1. Holistic Coaching Philosophy:

To address the emphasis placed by traditional sport cultures on athlete toughness, coaches adopted more holistic coaching philosophies that minimized the importance of performance and winning. This was achieved through a demonstrated focus on athlete wellness through the prioritization of such elements as recovery, nutrition, and sleep. Further, coaches encouraged athletes to strive for balanced lifestyles since they found this helped improve athletes’ general subjective wellbeing, which in turn often enhanced performance abilities.

2. Invest in Coach-Athlete Relationships:

Minimizing power differentials between athletes and coaches involved developing open and honest coach-athlete relationships. Integral to the development of such relationships was coaches verbally communicating to athletes that in some instances, help-seeking may require the athlete to temporarily step away from sport. Coaches stressed, however, that upon return, the athlete would be afforded an opportunity to earn their position again. In addition, coaches discussed the benefit of scheduling regular meetings with their athletes to help build stronger relationships. One coach explained:

To make sure we get to know the athletes, we have a lot of one-on-one meetings. In these meetings, we don’t just talk about what their athletic goals are, we talk about what other life goals they have moving forward. Whether those goals are related to school or their personal lives.

3. Addressing Team Hierarchies:

Coaches were successful at reducing the negative impacts that team hierarchies can have on athlete disclosures of distress by employing the following techniques:

4. Observational Learning:

Overcoming athletes’ previous negative experiences with disclosure was a slow process that was best achieved through observational learning. This meant that coaches made conscious efforts to respond positively when addressing any concerns brought to them by their athletes. Over time, athletes who had previous negative experiences with disclosure observed these positive coach-athlete interactions and learned that it is acceptable to bring distress to the coach. A coach explained an instance of this method:

The athlete felt comfortable disclosing their distress to me because there were other student-athletes who had experienced some distressing issues and we had done all we could to help them. So, I think it was through the observations that the athlete perceived there was a genuine caring about them as a human being and they chose to come forward.

5. Enhancing Visibility of Psychological Distress:

Greater visibility surrounding psychological distress in sport was achieved by coaches speaking openly with their athletes about mental health, whether through anecdotal stories or their own personal experiences.

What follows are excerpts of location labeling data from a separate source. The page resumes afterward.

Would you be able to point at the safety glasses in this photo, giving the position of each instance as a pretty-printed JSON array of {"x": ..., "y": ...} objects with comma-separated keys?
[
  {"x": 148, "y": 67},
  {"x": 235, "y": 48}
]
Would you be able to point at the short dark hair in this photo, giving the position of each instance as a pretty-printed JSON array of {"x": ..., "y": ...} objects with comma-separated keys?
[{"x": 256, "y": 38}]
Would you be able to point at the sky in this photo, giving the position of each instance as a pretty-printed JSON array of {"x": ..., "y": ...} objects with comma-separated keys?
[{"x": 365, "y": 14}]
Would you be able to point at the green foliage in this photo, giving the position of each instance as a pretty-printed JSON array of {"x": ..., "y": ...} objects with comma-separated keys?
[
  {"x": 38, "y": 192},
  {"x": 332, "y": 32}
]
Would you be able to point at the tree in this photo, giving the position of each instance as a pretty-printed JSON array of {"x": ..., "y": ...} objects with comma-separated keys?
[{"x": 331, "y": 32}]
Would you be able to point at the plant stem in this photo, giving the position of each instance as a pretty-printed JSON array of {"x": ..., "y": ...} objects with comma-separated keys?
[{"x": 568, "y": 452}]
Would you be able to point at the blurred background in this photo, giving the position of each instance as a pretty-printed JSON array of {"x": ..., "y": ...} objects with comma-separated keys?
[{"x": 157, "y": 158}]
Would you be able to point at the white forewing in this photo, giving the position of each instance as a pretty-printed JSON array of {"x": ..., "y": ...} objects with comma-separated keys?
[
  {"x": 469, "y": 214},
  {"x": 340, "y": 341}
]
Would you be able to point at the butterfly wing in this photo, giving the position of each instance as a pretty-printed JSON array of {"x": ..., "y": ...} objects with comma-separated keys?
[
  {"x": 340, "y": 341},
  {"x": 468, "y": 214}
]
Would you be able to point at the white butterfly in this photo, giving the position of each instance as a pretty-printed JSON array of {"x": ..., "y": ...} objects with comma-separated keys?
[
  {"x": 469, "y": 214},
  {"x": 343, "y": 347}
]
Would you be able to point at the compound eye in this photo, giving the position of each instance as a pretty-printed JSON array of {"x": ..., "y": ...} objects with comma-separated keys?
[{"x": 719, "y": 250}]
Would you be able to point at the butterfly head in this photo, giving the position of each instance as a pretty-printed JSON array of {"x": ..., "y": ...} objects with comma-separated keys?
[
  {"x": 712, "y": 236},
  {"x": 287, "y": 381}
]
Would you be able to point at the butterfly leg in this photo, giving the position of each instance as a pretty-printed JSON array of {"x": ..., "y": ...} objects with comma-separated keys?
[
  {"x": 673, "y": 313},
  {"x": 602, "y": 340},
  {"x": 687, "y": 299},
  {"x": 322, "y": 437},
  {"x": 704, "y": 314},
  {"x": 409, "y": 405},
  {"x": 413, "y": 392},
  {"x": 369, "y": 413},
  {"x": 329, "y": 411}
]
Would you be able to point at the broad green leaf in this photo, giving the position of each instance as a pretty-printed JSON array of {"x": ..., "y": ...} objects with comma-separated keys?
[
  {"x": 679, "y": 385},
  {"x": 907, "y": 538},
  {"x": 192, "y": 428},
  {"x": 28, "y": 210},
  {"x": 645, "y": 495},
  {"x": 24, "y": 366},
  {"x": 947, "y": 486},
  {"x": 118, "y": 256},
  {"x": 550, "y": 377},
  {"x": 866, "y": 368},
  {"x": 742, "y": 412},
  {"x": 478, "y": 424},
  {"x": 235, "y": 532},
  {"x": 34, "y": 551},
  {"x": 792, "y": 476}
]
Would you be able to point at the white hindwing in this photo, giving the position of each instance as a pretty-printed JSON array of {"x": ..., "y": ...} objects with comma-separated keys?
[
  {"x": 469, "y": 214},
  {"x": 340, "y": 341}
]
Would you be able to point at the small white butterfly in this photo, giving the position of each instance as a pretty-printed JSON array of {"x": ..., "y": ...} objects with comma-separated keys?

Further, coaches taught their athletes the importance of awareness and accountability. This meant that coaches worked to develop athletes’ abilities to self-reflect on their emotional states and held them accountable for taking action and addressing any sentiments that may be negatively impacting their wellbeing.

6. General Culture Setting:

While not specific to at any one barrier, coaches also used general techniques to help develop positive team cultures surrounding psychological distress and help-seeking. Such techniques included coaches engaging in positive role modeling by tending to their own psychological wellbeing and sharing with athletes how they do so. Further, coaches remained cognizant of their words and avoided using discriminatory language that could contribute to stigma surrounding distress and mental health (to enhance mental health literacy, consider enrolling in Mental Health First Aid; for language training related to diversity and inclusion in sport, please refer to the You Can Play Project) Last, if possible, coaches tried to build diverse coaching and support staff. This was done because not every athlete will connect with their coach on an intimate level where they feel comfortable disclosing distress. However, if athletes have access to a diverse coaching and support staff (i.e., diversity in race, gender, age, sexuality, etc.), it helps increase the odds that athletes will connect with at least one individual.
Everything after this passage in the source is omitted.